We will need to configure and create a Provider in the SQL server where we have the Core database:

-------------------------------------------------------------------
-- PROVIDER CONFIGURATION
-------------------------------------------------------------------

DECLARE @ProviderItemId UNIQUEIDENTIFIER = NEWID()
DECLARE @ProviderName VARCHAR(MAX)= 'MyFirstExcelIngestion'
DECLARE @ProviderDatabaseName VARCHAR(MAX)= 'myfirstexcelingestion' -- lower case
DECLARE @ProviderDescription VARCHAR(MAX) = 'Attempt to ingest specific data from the AccountingJournal Excel file sample'
DECLARE @ProviderOwner NVARCHAR(MAX) = N'John.Doe@PlainConcepts.com'
DECLARE @IdDSU INT = 1

-------------------------------------------------------------------
-- PROVIDER CREATION
-------------------------------------------------------------------

    INSERT INTO [DataIngestion].[Provider]
        ([ItemId], [ProviderName], [DatabaseName], [Description], [Owner], [IdDataStorageUnit], [ParentSecurityPath], 
        [CreationDate])
    VALUES
        (@ProviderItemId, @ProviderName, @ProviderDatabaseName, @ProviderDescription, @ProviderOwner, @IdDSU, '1', 
        GETUTCDATE())
-------------------------------------------------------------------
-- PROVIDER INFORMATION CHECKING
-------------------------------------------------------------------

SELECT * FROM DataIngestion.Provider ORDER BY Id desc

Step 2. Parent Entity metadata configuration and creation

Step 2.1. Entity configuration and creation

In the case of the Entities associated to this Provider, we will need to specify some additional data.

For example, we need to specify the file format (in this case it will be .xlsx), the target DSU (Data Storage Unit) and the regular expression, used to link the files deposited in the landing zone with the corresponding Entity.

The regular expression described in the example below identifies a file with the following name.
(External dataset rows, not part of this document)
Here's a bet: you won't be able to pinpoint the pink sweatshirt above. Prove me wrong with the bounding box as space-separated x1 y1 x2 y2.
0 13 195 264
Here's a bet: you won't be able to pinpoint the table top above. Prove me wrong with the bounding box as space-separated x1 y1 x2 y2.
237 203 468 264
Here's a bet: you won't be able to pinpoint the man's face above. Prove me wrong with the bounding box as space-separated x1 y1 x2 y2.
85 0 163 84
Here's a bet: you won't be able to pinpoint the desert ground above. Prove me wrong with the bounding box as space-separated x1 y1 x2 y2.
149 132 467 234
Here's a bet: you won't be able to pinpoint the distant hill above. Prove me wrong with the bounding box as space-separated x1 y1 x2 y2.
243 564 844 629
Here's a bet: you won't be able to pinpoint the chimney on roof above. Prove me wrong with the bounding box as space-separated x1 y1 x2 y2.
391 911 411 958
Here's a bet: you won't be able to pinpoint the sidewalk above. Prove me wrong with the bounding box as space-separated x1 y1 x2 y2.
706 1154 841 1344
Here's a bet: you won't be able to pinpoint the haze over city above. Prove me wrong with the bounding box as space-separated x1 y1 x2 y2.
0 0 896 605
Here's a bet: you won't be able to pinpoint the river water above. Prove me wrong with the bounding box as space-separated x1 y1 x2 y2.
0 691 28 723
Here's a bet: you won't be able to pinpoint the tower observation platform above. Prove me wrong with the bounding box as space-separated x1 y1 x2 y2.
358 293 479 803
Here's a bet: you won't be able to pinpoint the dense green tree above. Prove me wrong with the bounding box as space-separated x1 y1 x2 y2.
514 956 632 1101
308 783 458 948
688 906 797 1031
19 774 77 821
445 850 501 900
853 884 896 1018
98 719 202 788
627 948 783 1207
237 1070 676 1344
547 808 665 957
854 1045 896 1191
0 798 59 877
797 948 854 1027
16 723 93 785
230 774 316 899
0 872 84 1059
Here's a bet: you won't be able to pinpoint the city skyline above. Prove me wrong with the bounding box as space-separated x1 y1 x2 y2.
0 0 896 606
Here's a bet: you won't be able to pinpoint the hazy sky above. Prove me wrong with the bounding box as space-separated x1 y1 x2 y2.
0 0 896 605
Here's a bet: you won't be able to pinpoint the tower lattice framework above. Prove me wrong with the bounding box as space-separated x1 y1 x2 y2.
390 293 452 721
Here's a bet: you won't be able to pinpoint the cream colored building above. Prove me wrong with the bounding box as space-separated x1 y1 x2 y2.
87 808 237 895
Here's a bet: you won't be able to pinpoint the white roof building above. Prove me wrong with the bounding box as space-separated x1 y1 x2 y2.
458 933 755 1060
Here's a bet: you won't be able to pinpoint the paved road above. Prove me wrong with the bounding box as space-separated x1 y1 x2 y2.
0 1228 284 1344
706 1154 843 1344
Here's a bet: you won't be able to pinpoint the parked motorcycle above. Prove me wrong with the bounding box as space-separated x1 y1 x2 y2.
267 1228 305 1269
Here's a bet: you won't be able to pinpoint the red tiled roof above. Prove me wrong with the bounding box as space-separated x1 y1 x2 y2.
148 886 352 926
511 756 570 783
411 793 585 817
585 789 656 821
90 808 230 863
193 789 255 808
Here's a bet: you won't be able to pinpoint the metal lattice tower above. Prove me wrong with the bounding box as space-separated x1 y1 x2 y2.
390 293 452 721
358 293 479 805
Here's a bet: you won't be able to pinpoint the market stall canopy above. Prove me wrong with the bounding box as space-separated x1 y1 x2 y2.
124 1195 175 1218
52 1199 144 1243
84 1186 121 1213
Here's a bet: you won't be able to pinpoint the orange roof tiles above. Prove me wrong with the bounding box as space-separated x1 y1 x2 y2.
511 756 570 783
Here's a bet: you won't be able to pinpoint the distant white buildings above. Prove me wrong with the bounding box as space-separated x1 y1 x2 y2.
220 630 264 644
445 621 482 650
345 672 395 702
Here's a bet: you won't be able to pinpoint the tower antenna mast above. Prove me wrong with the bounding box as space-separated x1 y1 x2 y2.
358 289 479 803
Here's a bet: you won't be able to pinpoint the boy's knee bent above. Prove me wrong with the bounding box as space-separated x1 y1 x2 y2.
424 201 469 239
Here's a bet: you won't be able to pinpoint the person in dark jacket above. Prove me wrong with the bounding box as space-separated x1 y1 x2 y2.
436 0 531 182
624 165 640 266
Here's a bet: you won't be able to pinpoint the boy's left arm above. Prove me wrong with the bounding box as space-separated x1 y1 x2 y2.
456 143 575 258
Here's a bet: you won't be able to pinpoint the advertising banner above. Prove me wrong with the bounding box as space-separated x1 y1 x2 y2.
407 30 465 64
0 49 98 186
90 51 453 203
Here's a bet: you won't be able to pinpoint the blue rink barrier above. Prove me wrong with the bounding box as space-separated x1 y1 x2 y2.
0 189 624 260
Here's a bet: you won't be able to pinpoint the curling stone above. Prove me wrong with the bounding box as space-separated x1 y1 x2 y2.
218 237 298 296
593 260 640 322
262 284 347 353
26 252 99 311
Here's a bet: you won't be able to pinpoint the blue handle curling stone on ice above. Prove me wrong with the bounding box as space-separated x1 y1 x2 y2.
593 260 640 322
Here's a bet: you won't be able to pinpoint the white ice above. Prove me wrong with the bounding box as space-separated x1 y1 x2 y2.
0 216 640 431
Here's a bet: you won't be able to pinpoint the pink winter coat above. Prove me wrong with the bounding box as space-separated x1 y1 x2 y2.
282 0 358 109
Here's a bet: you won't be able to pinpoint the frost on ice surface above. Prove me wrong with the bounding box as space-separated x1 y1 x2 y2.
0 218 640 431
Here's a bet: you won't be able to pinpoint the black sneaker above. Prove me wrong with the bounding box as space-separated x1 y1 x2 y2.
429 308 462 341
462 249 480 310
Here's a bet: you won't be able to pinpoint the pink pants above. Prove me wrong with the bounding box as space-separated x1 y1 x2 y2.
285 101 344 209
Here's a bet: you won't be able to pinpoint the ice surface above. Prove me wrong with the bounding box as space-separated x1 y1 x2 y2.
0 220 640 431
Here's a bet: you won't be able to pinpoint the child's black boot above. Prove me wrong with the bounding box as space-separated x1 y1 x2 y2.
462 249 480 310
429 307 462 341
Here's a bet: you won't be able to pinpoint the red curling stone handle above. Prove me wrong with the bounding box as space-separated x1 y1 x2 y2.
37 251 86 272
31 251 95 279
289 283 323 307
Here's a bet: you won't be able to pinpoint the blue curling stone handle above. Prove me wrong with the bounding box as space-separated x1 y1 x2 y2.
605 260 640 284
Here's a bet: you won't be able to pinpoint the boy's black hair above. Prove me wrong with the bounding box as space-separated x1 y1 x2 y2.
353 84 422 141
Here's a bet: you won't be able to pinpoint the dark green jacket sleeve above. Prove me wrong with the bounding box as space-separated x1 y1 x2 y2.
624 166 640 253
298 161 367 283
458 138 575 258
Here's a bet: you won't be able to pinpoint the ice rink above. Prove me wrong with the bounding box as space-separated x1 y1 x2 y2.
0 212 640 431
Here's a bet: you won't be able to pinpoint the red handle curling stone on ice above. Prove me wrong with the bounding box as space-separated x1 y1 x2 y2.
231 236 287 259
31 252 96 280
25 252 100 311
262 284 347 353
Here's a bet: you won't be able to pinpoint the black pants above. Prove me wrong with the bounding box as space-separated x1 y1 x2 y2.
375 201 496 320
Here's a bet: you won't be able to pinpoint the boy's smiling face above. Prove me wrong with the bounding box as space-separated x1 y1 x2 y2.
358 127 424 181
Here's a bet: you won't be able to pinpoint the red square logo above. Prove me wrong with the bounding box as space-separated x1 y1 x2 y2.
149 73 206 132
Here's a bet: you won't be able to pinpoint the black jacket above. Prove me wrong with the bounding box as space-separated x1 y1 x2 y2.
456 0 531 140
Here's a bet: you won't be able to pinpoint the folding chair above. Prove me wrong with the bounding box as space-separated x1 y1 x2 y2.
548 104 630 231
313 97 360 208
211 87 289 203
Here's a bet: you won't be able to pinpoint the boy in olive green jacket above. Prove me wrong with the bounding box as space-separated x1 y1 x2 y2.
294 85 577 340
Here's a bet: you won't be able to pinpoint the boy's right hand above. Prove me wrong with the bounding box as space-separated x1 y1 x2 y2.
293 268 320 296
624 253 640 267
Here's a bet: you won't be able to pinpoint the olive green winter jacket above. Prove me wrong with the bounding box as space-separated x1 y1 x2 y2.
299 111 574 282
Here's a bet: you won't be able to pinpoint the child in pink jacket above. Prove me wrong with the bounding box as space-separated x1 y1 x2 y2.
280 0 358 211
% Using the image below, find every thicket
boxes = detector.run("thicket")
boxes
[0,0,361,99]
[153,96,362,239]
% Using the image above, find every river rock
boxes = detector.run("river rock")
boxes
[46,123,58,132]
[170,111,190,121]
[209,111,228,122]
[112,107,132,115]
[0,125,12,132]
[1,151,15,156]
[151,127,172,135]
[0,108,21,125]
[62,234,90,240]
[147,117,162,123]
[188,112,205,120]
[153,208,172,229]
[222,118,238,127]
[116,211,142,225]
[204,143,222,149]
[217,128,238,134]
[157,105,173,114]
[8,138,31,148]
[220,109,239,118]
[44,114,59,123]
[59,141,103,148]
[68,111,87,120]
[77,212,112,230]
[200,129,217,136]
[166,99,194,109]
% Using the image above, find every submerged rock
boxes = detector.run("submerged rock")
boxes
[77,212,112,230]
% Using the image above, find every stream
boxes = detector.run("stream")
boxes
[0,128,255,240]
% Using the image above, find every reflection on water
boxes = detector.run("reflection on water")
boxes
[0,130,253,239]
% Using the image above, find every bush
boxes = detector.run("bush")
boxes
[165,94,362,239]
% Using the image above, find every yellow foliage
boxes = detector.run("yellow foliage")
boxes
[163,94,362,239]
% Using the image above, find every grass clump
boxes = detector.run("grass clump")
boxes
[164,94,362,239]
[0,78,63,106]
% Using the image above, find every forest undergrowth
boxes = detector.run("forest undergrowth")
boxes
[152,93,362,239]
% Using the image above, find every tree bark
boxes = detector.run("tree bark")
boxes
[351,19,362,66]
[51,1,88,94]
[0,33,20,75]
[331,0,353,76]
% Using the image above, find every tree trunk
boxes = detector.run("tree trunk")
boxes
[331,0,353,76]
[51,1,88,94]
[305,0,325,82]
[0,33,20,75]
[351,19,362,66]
You may download the file to view the data:

AccountingJournal_2022-03-01_12-00-00.xlsx

This expression needs always to match the name of the document, so that Sidra can identify the latest Assets for that Entity.

The sample SQL script would look similar to this one:

-------------------------------------------------------------------
-- ENTITY CONFIGURATION
-------------------------------------------------------------------

DECLARE @EntityName VARCHAR(MAX) = 'AccountingJournalEntity'
DECLARE @FileFormat VARCHAR(MAX) = 'xlsx' -- Options: file formats of Excel
DECLARE @RegularExpression NVARCHAR(MAX) = '^AccountingJournal_((?<year>\d{4})-(?<month>\d{2})-(?<day>\d{2}))_((?<hour>\d{2})-(?<minute>\d{2})-(?<second>\d{2})).xlsx' 
-- Example: '^<<REPLACE_THIS_BY_FILE_NAME>>_((?<year>\d{4})-(?<month>\d{2})-(?<day>\d{2}))_((?<hour>\d{2})-(?<minute>\d{2})-(?<second>\d{2})).<<REPLACE_THIS_BY_FILE_FORMAT>>' 'AccountingJournal_2022-03-01_12-00-00.xlsx'

DECLARE @DataLakeName VARCHAR(MAX) = 'pcsicoredevstadlakene' -- Name for DSU storage account

DECLARE @EntityProperties VARCHAR(MAX) = N'' -- The configuration of this JSON will be updated later

DECLARE @ProviderId INT = (SELECT TOP 1 Id FROM [DataIngestion].[Provider] WHERE ItemId = @ProviderItemId) -- Created before, example @ProviderItemId = 657498AF-4732-4969-9FF4-78F07E1A127A

-------------------------------------------------------------------
-- ENTITY CREATION
-------------------------------------------------------------------

    INSERT INTO [DataIngestion].[Entity]
        ([IdProvider], [Name], [TableName], [RegularExpression],
        [StartValidDate], [EndValidDate], [Serde], [SerdeProperties], [Encoding], [HeaderLines], [FieldDelimiter],
        [LastUpdated], [LastDeployed], [Format], [NullText], [ReCreateTableOnDeployment], [RowDelimiter], [FilesPerDrop],
        [SourcePath], [Description], [AdditionalProperties], [IdTableFormat], [GenerateDeltaTable], [ParentSecurityPath], 
        [CreationDate], [ItemId]) 
    VALUES 
        (@ProviderId, @EntityName, @EntityName, @RegularExpression,
        GETUTCDATE() -1, NULL, NULL, NULL, NULL, 0, NULL, -- Note that the StartValidDate value must be 24h hours prior to the current time to trigger the RegisterAsset pipeline
        GETUTCDATE(), NULL, @FileFormat, NULL, 1, NULL, 1,
        NULL, NULL, @EntityProperties, 3, 0, CONCAT('1/', @ProviderId), 
        GETUTCDATE(), NEWID())
-------------------------------------------------------------------
-- ENTITY INFORMATION CHECKING
-------------------------------------------------------------------

SELECT * FROM DataIngestion.Entity ORDER BY Id desc
Step 2.2. Attributes configuration

Each of the columns of this Excel file will be mapped as an Attribute in Sidra after the number of configurations done below. This is unlike the CSV file ingestion, where the Attributes are directly defined in this step. For Excel file ingestion we indicate each one of the fields (or columns) contained in the Excel file, as well as the type of this field to be used in Databricks and SQL Server. For more information, please check Data intake from CSV files.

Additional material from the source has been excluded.